Leave your arms where they are, and rotate your thumbs 180°, so that your palms face straight up, and your thumbs point behind you. Push your arms back, following your thumbs, until your hands are just behind the plane of your body.
If you did it correctly, this action should have pushed your sternum up and out, and your shoulders down and back. Whatever happens for the rest of the poem, keep you sternum out and your shoulders back. This is the only way your lungs and diaphragm have enough space to do their job.
Keep your sternum where it is. Lower your arms.
Your body is now prepared to breathe, so breathe. In through the nose, out through the mouth. Take deep, slow breaths. Feel the energy flow in and out of your body, in balance with the air around you.
It’s not actually energy—it’s oxygen—but it has the same effect when you’re delivering a poem.
Now, on an out breath, begin your poem. Pay attention to all the dynamic and tonal markings you made on the page. Keep mind, body and spirit open. You should imagine yourself as an instrument. Don’t mute that instrument. Open.
This will be hard to maintain. I know this, and so does ever other working spoken-word artist on the planet. This is why we rehearse.
Now that you understand the poem, and you’ve begun using your body to correctly sing it, make space in your life to rehearse.
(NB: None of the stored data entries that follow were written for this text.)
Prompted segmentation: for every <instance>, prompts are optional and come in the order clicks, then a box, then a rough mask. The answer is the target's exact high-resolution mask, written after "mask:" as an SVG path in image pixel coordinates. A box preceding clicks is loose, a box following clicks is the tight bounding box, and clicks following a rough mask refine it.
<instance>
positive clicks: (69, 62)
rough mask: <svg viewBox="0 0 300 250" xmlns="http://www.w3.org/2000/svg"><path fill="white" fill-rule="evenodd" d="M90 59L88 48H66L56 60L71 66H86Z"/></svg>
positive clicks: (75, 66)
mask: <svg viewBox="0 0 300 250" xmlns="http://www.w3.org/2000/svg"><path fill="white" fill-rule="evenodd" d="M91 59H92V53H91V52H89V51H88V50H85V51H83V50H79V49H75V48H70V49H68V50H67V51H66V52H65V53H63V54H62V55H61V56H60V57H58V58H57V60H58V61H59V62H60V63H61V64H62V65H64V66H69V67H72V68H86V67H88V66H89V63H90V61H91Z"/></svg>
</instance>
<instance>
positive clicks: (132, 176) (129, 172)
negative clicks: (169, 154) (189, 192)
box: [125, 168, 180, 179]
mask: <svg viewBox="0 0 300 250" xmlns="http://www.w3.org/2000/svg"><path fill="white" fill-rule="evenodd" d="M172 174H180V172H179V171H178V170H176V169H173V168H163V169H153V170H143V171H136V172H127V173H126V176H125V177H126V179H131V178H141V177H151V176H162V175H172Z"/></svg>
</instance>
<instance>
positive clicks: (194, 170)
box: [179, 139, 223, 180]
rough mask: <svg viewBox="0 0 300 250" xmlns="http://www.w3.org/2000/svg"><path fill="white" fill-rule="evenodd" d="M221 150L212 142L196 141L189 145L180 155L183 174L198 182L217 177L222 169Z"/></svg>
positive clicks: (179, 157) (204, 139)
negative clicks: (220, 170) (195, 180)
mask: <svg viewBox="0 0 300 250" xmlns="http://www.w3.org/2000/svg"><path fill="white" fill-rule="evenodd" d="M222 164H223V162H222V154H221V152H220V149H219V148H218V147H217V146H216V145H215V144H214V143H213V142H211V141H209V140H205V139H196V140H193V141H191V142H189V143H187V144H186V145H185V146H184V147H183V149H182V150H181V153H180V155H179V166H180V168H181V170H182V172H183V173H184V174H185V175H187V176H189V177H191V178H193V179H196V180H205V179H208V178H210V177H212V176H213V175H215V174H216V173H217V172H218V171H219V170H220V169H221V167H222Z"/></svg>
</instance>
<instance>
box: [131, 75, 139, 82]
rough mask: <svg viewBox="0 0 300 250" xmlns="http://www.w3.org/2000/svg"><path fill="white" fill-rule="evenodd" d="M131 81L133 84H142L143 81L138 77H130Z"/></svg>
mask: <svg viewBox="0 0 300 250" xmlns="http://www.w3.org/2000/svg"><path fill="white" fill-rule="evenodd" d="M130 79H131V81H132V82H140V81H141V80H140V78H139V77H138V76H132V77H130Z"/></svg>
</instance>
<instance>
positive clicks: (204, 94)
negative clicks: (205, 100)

Begin rehearsals early, and hold rehearsals often. Get as many live audiences as you can, and find microphones and stages as frequently as possible. The closer your rehearsal is to the actual conditions you’ll perform under, the better.
If there is an all-ages open mic near you, go there. If you happen to write your own poetry, and can find an all-ages poetry slam in your area, go there too. Even if you don’t write, find your local poetry slam, and sit in the audience. You can learn a lot just by watching.
As you rehearse, continuously google “Poetry Out Loud,” “poetry slam,” “spoken word poetry,” etc. Look up the great contemporary artists, like Shane Koyczan, Patricia Smith, Suheir Hammad, Anis Mojgani, and others. Locally, get all the audience you can find, and ask them to reflect back to you what they see, and where you can improve.
If you’re brave enough, record yourself, and watch the tapes.
As with any other sport or art, the more preparation you put into this, the better the results.
And now, at the end, come back to the beginning. When you step out on that stage and see me in the judges chair, when you see all your friends and teachers and their friends and family in the audience, when you see a sea of faces out there all looking back at you, waiting to hear what’s going to come out of your mouth in the next few minutes—remember that we are all human, and that there’s nothing humans want more than a good story.
Use your poem to give us that story.